SAN ANTONIO - CPS Energy is continuing to ask customers on Wednesday to conserve energy wherever possible.
This is following the Electric Reliability Council of Texas (ERCOT) narrowly avoided emergency conditions on Tuesday evening.
According to CPS Energy, it is very unlikely there should be controlled outages anywhere in the San Antonio area today.
ERCOT put out the call to conserve energy across the state. There’s a number of reasons why they did that.
About 25% of the states electricity generating capacity is off-line right now for maintenance because of the February freeze and to get ready for the summer months. There were higher than forecasted temperatures in some parts of the state adding more strain on the power grid.
Cloudy conditions blocked some solar panels in West Texas and wind power was lower than expected as well.
CPS Energy told us over the phone that the utility has some plants down for annual maintenance, but there is ample supply for San Antonio customers.
“I understand the sensitivity given what we just went through," said Rudy Garza, chief customer officer, CPS Energy. "We are all still recovering and trying to move forward after an event that was really, really challenging for the entire State of Texas. But we’re going to do our part and let our customers know what’s going on.”
A screenshot from 5:30 p.m. Tuesday from ERCOT's website shows the cost of energy was very expensive, with the whole state in red.
“We are not anticipating any outages but certainly when temperatures are higher than they normally would be this time of year it it is always good to conserve.”

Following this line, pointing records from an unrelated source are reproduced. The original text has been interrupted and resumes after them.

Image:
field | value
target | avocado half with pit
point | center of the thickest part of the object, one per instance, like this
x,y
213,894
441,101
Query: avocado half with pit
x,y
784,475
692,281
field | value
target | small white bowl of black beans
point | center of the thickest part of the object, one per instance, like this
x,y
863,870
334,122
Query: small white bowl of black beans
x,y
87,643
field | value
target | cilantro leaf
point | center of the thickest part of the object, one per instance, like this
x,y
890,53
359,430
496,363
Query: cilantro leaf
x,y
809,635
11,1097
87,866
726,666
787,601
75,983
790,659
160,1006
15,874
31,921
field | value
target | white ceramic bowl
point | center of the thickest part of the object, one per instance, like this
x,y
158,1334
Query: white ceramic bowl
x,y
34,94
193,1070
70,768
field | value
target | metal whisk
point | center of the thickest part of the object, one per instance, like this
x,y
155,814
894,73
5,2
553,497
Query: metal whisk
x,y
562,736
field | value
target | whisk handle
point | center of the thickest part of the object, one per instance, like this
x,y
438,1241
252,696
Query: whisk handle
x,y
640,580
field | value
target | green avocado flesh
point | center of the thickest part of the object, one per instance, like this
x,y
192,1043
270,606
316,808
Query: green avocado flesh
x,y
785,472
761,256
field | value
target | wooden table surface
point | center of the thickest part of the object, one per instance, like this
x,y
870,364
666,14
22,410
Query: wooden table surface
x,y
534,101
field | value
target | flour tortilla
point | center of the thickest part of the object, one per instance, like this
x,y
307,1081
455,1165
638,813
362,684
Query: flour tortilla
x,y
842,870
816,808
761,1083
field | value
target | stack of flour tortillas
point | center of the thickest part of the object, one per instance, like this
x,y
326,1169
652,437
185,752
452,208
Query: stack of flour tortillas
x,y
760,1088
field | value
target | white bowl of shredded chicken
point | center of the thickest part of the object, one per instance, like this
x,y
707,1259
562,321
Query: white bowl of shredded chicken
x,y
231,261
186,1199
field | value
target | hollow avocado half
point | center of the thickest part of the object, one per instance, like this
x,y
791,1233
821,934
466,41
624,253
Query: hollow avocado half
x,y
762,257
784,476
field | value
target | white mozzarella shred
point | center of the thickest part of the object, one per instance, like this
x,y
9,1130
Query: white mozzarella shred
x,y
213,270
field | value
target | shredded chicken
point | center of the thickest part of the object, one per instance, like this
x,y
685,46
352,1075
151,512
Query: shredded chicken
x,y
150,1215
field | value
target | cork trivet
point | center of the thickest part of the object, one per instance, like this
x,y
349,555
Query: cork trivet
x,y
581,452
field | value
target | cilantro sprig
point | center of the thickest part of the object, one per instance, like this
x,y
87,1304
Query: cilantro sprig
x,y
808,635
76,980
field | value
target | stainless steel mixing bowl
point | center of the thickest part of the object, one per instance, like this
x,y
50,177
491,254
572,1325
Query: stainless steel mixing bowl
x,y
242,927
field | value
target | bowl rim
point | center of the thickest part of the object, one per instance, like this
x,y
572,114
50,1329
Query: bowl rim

A comparison to a screenshot from Wednesday morning shows a huge difference. The price for energy has dropped.
But can you expect to see a spike in your CPS Energy bill because of what happened yesterday? We're looking into that for you.
Energy fellow at University of Houston, Ed Hirs says he is not surprised by the maintenance issues.
“We have been expecting maintenance problems to show up we have been expecting a lack of new generation capacity really for years the miracle is it’s gone as far as it has," he said.
Hirs also said the responsibility of pricing energy in the state should be taken away from ERCOT.
“So on the one hand they are shoving low prices back at generators most of the time but on the flipside when they are in trouble they jack up the prices and tell the customer that you just have to pay it," Hirs explained.
Currently there isn’t any legislation going through the state that would make that change.